Characterization of mitogen-stimulated porcine lymphocytes using a stable fluorescent dye (PKH2) and multicolor flow cytometry

Stimulation of lymphocyte proliferation using mitogens or specific antigens is a method that is used frequently to assess immune responsiveness. While useful, lymphocyte blastogenesis, or [3H]-thymidine incorporation, provides little information regarding the response of specific subsets to the stimulant. Here, we report that the fluorescent cell membrane probe, PKH2, is a useful tool for measuring the proliferation of porcine lymphocyte subpopulations by utilizing multicolor flow cytometry. For this study, mitogen-induced proliferation of porcine peripheral blood mononuclear cells (PBMCs) was measured using [3H]-thymidine incorporation as well as a flow cytometric-based proliferation assay. From the [3H]-thymidine incorporation data alone, it was observed that PBMC stimulated with either concanavalin A (Con A), phytohemagglutinin (PHA) or pokeweed mitogen (PWM) demonstrated greater proliferation on day 3 than on day 5 of culture. Using the PKH dye and flow cytometric analysis, the responsiveness of specific lymphocyte subsets to mitogen stimulation was detected. The predominant subsets of porcine lymphocytes responding to Con A or PHA stimulation were CD4+CD8+, CD4−CD8αhi, CD4−CD8αlo and γδ TCR+ cells. PWM stimulation induced responses by CD4+CD8+, CD4CD8αhi but not by CD4−CD8αlo or γδ TCR+ cells.
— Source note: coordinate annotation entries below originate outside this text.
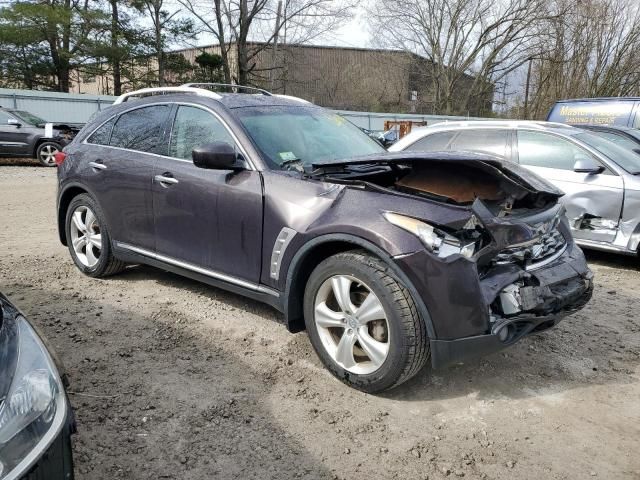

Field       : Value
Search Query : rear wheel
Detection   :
[304,251,429,393]
[65,194,125,277]
[36,142,61,167]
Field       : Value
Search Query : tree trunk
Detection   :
[111,0,122,95]
[153,2,165,87]
[237,0,249,85]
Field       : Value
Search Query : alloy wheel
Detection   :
[314,275,390,375]
[70,205,102,268]
[40,145,60,166]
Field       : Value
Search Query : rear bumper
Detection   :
[20,407,76,480]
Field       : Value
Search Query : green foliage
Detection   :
[195,52,224,83]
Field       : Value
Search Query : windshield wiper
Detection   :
[280,158,304,173]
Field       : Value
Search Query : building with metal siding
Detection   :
[73,43,493,116]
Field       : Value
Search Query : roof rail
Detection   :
[182,83,272,96]
[113,85,222,105]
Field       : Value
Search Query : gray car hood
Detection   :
[313,151,564,198]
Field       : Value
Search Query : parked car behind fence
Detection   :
[390,121,640,255]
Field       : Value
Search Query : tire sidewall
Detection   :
[65,194,111,277]
[36,142,62,167]
[304,253,416,392]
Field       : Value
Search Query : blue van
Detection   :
[547,97,640,128]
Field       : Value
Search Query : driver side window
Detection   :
[518,130,600,171]
[169,106,235,160]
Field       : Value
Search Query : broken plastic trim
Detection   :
[383,212,476,258]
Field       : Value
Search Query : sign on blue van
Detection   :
[547,98,640,128]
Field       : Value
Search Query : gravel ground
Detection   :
[0,162,640,480]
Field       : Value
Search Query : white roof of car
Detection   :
[389,120,580,152]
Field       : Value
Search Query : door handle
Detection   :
[153,173,178,187]
[89,160,107,170]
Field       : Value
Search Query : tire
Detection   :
[36,142,62,167]
[65,193,126,278]
[304,250,429,393]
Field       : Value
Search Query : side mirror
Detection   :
[191,142,238,170]
[573,156,604,174]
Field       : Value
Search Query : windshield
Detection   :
[575,133,640,174]
[234,106,386,168]
[11,110,47,126]
[591,130,640,150]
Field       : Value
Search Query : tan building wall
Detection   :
[73,43,492,116]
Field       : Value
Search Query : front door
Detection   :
[517,130,624,243]
[152,105,262,283]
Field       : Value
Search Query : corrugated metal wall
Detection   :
[0,88,480,130]
[0,88,116,123]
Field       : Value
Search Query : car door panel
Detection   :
[518,132,624,243]
[0,112,34,156]
[152,158,262,283]
[89,147,158,251]
[81,104,171,251]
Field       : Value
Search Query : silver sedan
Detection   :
[389,121,640,255]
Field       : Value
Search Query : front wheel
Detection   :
[304,251,429,393]
[36,142,61,167]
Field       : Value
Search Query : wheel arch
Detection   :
[282,234,435,338]
[58,185,91,246]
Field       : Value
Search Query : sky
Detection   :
[185,1,372,48]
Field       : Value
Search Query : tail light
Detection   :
[55,152,67,166]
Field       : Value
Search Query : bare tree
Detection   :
[178,0,355,85]
[527,0,640,118]
[369,0,549,114]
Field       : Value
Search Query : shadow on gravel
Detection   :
[9,284,333,480]
[110,266,640,401]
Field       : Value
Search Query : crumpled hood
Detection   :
[313,151,564,198]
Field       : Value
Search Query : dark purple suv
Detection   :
[58,86,592,392]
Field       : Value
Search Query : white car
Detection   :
[389,121,640,255]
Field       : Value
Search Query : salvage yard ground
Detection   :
[0,160,640,480]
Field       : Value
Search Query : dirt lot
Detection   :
[0,162,640,480]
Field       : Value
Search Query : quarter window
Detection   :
[109,105,169,155]
[405,132,455,152]
[451,129,508,157]
[169,106,235,160]
[518,130,595,171]
[87,118,116,145]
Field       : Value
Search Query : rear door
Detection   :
[517,130,624,243]
[82,104,171,252]
[152,105,262,283]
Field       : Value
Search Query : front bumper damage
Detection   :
[397,242,593,368]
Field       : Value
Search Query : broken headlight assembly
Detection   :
[383,212,477,258]
[0,316,68,480]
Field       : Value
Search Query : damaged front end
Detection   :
[315,152,593,367]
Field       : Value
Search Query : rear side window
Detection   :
[405,132,455,152]
[451,129,509,157]
[169,106,235,160]
[518,130,599,171]
[87,118,116,145]
[109,105,170,155]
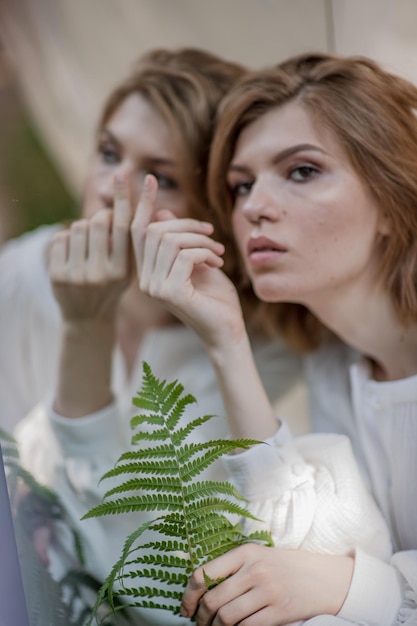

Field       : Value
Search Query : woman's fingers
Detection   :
[181,549,242,617]
[88,209,112,283]
[111,176,133,276]
[130,174,158,273]
[67,220,88,284]
[48,230,69,282]
[140,232,224,295]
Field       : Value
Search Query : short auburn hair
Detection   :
[208,53,417,348]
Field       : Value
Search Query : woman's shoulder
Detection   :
[0,225,59,306]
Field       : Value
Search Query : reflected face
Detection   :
[83,93,189,217]
[228,102,387,307]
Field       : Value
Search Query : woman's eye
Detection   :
[149,172,178,190]
[98,145,120,165]
[230,180,253,198]
[290,165,319,183]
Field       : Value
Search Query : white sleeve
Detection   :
[0,226,60,432]
[15,402,126,498]
[224,423,391,559]
[339,550,417,626]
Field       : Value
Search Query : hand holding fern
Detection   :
[181,544,353,626]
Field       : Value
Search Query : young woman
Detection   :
[134,54,417,626]
[0,49,298,625]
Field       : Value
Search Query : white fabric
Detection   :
[0,227,300,626]
[307,343,417,626]
[224,423,392,560]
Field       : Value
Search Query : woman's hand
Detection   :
[181,544,353,626]
[48,174,132,323]
[132,175,245,347]
[49,178,132,418]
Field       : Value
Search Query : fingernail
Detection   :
[143,174,152,191]
[114,174,126,187]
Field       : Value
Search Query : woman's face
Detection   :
[227,102,386,306]
[83,93,189,217]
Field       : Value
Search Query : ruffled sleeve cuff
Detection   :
[338,550,402,626]
[219,421,311,499]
Con A stimulation resulted in a sustained proliferation of CD8αhi cells over the 5-day period while PHA stimulation resulted in proliferation that peaked within the first 3 days. Little or no proliferative responses were detected within the IgM+ population (e.g. B cells). This is the first study to define the contribution of individual lymphocyte subsets to mitogen-induced proliferation of porcine PBMCs.